Everything Slices

Preamble

Author:  Ricardo Signes <rjbs@semiotic.systems>
Sponsor: Ricardo Signes <rjbs@semiotic.systems>
ID:      0005
Status:  Rejected

Abstract

Perl’s slice syntax lets the programmer get at a subset of values or key/value pairs in a hash or array. This PPC proposes a syntax get a slice that contains the complete set of values or key/values in the hash or array.

Motivation

It’s always possible to get a slice of everything in a container, but it requires writing the expression that expresses “all the keys”. This duplicates the variable name, which is an opportunity for error in both reading and writing.

The nearest motivation for this change is the potential addition of n-at-a-time iteration in foreach. This syntax will work by default:

for my ($k, $v) (%hash) { ... }

To iterate over an array’s indexes and values, one would have to write:

for my ($i, $v) (%array[ keys @array ]) { ... }

Note, too, the sigil variance.

Rationale

%hash in list context evaluates to a list of pairs, while @array in list context evalutes to the values. There’s a means to get the values of a hash with values, but no existing built-in for (say) kv @array. Rather than propose adding a kv, which would only be useful on arrays, this PPC proposes adding a type of slice that includes all keys and values.

%hash{*};   # equivalent to %hash{ keys %hash }
%array[*];  # equivalent to %array[ 0 .. $#array ]

@hash{*};   # equivalent to @hash{ keys %hash }
@array[*];  # equivalent to @array[ 0 .. $#array ]

Note that @array[*] is not equivalent to @array, because it is a slice rather than a list of values. This is especially notable when taking a reference or performing assignment.

\@array;    # yields a reference to the array
\@array[*]; # yields a list of references, one to each entry in the array

@array    = (1 .. 100); # the list is now 100 elements long
@array[*] = (1 .. 100); # the list length is unchanged

The availability of %array[*] is the primary reason to add this feature, but I have proposed this slice mechanism rather than a kv built-in because it provides straightforward syntax to more easily produce structures already familiar to at least intermediate Perl programmers.

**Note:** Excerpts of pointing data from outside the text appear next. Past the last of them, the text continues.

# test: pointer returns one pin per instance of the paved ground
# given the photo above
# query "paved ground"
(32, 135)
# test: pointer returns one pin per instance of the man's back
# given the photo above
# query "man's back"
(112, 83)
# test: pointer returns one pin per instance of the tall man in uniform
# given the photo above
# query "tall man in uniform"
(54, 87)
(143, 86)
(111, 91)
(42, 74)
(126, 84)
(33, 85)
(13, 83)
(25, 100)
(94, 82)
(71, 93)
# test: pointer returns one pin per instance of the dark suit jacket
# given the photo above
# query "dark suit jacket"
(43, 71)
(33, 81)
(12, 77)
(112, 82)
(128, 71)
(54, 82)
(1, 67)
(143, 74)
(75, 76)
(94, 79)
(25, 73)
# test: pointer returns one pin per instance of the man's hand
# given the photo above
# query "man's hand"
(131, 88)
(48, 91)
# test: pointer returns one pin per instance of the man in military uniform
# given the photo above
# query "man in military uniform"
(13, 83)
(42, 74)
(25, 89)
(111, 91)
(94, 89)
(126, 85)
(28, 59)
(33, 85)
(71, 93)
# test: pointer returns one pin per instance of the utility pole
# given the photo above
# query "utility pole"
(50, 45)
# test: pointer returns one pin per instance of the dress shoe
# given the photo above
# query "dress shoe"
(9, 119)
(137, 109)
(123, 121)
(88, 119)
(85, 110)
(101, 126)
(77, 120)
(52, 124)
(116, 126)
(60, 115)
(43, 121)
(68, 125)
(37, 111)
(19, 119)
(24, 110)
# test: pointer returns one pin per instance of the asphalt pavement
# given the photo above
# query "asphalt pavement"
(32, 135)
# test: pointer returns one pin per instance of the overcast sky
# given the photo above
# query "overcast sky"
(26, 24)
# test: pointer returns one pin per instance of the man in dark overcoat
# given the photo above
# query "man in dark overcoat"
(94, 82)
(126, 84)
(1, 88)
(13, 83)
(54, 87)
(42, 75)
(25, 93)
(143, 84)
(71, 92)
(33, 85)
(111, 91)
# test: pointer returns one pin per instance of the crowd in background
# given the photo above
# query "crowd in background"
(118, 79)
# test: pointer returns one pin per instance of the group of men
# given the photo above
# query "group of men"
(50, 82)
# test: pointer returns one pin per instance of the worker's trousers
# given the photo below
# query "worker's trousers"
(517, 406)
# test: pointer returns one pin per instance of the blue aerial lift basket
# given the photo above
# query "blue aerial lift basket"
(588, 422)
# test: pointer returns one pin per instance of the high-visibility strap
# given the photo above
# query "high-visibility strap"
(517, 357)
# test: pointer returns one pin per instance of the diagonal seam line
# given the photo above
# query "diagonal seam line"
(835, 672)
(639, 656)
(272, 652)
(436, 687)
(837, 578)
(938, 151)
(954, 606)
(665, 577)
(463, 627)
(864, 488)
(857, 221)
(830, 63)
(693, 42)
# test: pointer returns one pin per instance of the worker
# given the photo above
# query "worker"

The use of * is cribbed from Raku, where it is used a a multipurpose placeholder. While I believe this use is a plausible starting point for future expansion of the asterisk semantics, we could stop here without causing undue confusion.

Specification

The token * is permitted to stand alone (with optional whitespace on either or both sides) inside the {...} or [...] using in slicing a hash or array. A slice using * in place of subscript keys will act as if all keys were provided. For arrays, results will be provided in the numeric order of the keys. This may be optimized, but need not be.

Assignment to a key/value air everything-slice is forbidden, as it is for any other key/value slice. Assignment to a value-only everything-slice is permitted as usual.

The asterisk may not be used as part of a larger expression inside the subscript. For example, this is not legal:

%array[ grep {; $_ > 5 } * ]

The behavior of an everything-slice on a tied array should be identical to the behavior of:

@array[ keys @array ];

The behavior of an everything-slice on a tied hash should be identical to the behavior of:

@hash{ keys %hash };

Backwards Compatibility

The use of * as a standalone subscript is already a syntax error, and could be introduced without requiring any other changes or deprecations.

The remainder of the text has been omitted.